The delisting proposal applies to the states of Minnesota, Wisconsin and Michigan as well as parts of North Dakota, South Dakota, Iowa, Illinois, Indiana and Ohio. Within this area, the FWS is proposing to remove federal ESA regulation regarding the gray wolf and entrust wolf management responsibility with states and tribes.
The proposed DPS includes all the areas currently occupied by wolf packs in Minnesota, Michigan, and Wisconsin, as well as nearby areas in these states in which wolf packs may become established in the future. The DPS also includes surrounding areas into which wolves may disperse but are not likely to establish packs.
The gray wolf population in the western Great Lakes region now numbers close to 4,000 animals over the three-state area. The Minnesota population has steadily expanded; the latest estimate in 2003-2004 found about 3,020 animals. Wolves have become well-established in Michigan and Wisconsin, with numbers there of 405 and 425, respectively. Wolf numbers in those two states combined have exceeded 100 for the past 12 years, thereby exceeding the population criteria identified in the recovery plans.

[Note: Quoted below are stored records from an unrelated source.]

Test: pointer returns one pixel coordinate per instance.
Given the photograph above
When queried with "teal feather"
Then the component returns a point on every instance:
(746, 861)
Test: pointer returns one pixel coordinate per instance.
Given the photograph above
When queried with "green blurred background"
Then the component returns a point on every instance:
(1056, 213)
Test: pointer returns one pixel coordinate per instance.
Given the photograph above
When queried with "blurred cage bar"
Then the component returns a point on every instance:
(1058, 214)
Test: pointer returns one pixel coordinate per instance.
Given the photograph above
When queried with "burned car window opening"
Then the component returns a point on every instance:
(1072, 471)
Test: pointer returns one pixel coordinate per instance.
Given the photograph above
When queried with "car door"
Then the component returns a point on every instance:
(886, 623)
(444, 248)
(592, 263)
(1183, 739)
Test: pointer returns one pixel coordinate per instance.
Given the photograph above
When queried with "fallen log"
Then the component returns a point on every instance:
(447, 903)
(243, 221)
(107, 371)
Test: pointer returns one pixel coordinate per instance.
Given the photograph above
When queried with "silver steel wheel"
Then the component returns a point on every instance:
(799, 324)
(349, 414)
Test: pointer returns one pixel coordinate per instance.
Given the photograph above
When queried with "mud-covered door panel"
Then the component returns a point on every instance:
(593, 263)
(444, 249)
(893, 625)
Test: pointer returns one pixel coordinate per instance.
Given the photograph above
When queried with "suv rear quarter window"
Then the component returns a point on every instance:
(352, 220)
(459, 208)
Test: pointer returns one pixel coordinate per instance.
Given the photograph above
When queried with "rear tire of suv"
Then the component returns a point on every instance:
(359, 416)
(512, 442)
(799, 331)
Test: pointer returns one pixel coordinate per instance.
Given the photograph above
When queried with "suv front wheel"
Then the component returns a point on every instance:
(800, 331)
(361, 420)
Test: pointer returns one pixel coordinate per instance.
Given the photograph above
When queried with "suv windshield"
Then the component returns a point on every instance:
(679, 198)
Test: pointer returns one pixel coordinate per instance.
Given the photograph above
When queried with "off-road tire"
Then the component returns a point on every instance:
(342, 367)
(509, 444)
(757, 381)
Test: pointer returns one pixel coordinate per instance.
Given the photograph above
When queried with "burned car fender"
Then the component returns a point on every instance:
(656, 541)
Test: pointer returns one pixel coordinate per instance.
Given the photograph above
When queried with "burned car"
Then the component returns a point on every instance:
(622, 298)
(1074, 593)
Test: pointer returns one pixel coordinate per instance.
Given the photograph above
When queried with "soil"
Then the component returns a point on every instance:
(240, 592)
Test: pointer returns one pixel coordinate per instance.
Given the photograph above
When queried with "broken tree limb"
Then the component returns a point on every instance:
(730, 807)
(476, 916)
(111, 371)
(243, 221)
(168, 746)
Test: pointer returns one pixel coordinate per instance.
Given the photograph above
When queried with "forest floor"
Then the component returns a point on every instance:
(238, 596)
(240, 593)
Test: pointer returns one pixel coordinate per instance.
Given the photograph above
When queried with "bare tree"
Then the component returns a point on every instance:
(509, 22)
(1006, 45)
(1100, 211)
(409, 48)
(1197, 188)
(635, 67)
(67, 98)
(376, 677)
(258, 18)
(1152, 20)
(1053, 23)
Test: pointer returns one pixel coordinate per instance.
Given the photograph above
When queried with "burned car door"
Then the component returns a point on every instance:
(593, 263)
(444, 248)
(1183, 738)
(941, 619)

John W. Keys III has resigned from his position as commissioner of the Bureau of Reclamation. After serving nearly 40 years with the bureau, Keys intends to spend time with his family. His resignation is effective April 15.
“As commissioner, John led the way in developing the Water 2025 Initiative that is helping to avoid future water crises in the West,” Secretary Norton said. “He and the rest of the interior water team were crucial in resolving a nearly 75-year dispute when California water users reached agreement with the federal government and six other states on a multi-decade agreement for sharing and using water in the Colorado River.
Among Keys’ accomplishments is development of the Lower Colorado River Multi-Species Conservation Program, a coordinated, comprehensive, long-term multi-agency effort to conserve and work toward the recovery of endangered species and protect and maintain wildlife habitat on the Lower Colorado River.
Town of Pinedale Clarification
In an article published March 9, the Sublette Examiner incorrectly stated that Meghan Thoreau is the new Town of Pinedale Building Inspector. For select town projects Thoreau will be the Clerk of Works, she will also work with the planning and zoning board. While Thoreau had said that she could become hired as the inspector once the town draws up its new budget, the town is now awaiting the new mayor, to be elected in May, to make staffing decisions. Currently Pinedale does not have a building inspector to enforce building codes.
The Examiner regrets any confusion caused by the article.